A little school of about a dozen small girls, of the middle class in society, seated on forms ranged in exact order on each side the narrow aisle that led up to the teacher's desk. Seated behind that desk was a little, thin, dark-haired woman, dressed in a black alpaca and white collar and cuffs. At the entrance of Ishmael she glanced up with large, scared-looking black eyes that seemed to fear in every stranger to see an enemy or peril. As Ishmael advanced towards her those wild eyes grew wilder with terror, her cheeks blanched to a deadly whiteness, and she clasped her hands and she trembled.

"Poor hunted hare! she fears even in me a foe!" thought Ishmael, as he walked up to the desk. She arose and leaned over the desk, looking at him eagerly and inquiringly with those frightened eyes.

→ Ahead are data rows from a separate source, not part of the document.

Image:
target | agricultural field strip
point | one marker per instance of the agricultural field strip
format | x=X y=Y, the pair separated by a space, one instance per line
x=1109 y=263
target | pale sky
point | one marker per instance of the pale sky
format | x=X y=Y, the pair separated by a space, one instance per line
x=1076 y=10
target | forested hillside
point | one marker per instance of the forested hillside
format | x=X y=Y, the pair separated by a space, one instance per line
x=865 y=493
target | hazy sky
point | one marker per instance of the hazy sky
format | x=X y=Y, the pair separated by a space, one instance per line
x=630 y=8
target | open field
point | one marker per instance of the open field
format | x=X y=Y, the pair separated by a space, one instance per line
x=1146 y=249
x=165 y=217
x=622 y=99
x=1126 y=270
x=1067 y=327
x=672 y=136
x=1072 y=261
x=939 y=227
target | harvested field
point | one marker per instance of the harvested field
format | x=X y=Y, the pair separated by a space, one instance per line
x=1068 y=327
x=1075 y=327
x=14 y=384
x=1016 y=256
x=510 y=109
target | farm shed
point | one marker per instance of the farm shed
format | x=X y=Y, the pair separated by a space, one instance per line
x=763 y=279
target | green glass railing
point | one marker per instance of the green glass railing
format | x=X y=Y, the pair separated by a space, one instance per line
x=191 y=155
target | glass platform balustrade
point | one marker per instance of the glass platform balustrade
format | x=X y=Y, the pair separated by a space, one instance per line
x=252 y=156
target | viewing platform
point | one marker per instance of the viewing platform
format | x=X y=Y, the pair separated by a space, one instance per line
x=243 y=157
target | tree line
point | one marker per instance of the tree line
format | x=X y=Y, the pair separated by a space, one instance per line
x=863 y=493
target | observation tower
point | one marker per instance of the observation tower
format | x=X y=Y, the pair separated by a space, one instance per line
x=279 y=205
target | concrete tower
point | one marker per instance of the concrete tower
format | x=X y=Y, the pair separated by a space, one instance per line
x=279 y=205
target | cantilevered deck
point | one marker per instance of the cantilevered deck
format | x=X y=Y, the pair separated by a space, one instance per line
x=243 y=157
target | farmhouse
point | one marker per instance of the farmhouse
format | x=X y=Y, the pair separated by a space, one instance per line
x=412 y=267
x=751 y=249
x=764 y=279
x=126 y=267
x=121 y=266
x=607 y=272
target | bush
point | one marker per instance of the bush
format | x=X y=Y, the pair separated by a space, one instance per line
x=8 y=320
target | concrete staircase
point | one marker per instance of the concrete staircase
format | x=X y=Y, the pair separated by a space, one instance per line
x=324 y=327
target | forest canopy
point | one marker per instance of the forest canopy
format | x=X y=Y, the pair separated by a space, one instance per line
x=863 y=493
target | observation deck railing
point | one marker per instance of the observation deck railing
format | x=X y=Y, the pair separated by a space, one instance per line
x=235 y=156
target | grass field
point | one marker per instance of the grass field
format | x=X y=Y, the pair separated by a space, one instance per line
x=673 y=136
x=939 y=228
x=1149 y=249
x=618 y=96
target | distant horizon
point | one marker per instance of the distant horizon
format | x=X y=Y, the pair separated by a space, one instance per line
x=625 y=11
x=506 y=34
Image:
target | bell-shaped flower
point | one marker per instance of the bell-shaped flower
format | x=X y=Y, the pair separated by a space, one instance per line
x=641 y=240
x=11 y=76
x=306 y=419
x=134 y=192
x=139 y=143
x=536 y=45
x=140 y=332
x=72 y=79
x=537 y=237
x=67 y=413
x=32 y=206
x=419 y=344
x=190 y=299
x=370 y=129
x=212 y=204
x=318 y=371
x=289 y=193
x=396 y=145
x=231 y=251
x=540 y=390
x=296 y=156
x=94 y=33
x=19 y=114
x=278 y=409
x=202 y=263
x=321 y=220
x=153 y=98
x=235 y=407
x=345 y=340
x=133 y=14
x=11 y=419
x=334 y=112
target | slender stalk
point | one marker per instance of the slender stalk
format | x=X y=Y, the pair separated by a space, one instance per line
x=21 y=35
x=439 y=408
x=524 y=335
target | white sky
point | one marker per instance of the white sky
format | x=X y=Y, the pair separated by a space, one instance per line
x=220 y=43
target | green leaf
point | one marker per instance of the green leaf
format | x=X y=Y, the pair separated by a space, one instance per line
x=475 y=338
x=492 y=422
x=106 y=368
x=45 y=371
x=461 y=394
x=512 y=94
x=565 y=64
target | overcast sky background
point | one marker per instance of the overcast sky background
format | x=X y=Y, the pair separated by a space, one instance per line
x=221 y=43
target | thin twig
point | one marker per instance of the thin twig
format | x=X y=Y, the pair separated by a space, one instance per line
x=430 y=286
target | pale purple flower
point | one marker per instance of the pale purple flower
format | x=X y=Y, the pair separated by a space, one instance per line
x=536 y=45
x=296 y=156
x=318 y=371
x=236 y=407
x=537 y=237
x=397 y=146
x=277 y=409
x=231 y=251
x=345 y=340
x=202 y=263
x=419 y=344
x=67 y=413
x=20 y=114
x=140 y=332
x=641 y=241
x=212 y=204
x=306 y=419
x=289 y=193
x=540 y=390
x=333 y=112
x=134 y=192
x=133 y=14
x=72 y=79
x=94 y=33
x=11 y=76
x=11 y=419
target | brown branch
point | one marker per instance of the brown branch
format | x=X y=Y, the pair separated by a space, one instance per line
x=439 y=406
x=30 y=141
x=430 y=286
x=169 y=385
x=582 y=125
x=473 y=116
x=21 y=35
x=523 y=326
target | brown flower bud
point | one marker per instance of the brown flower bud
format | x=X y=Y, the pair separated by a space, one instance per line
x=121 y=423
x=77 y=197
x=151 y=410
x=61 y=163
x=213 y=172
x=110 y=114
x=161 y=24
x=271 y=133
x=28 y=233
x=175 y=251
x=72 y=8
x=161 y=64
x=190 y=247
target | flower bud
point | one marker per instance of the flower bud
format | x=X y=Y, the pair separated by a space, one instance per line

And now for the first time Ishmael felt a sense of embarrassment. A generous, youthful impulse to help the oppressed had hurried him to her presence; but what should he say to her? how apologize for his unsolicited visit? how venture, unauthorized, to intermeddle with her business?

He bowed and laid his card before her.

She snatched it up and read it eagerly.

Ishmael Worth,
Attorney-at-Law.

"Ah! you—I have been expecting this. You come from my—I mean Mr. Walsh?" she inquired, palpitating with panic.

"No, madam," said Ishmael, in a sweet, reassured, and reassuring tone, for compassion for her had restored confidence to him. "No, madam, I am not the counsel of Mr. Walsh."

"You—you come from court, then? Perhaps you are going to have the writ of habeas corpus, with which I have been threatened, served upon me? You need not! I won't give up my children—they are my own! I won't for twenty writs of habeas corpus," she exclaimed excitedly.

"But, madam—" began Ishmael soothingly.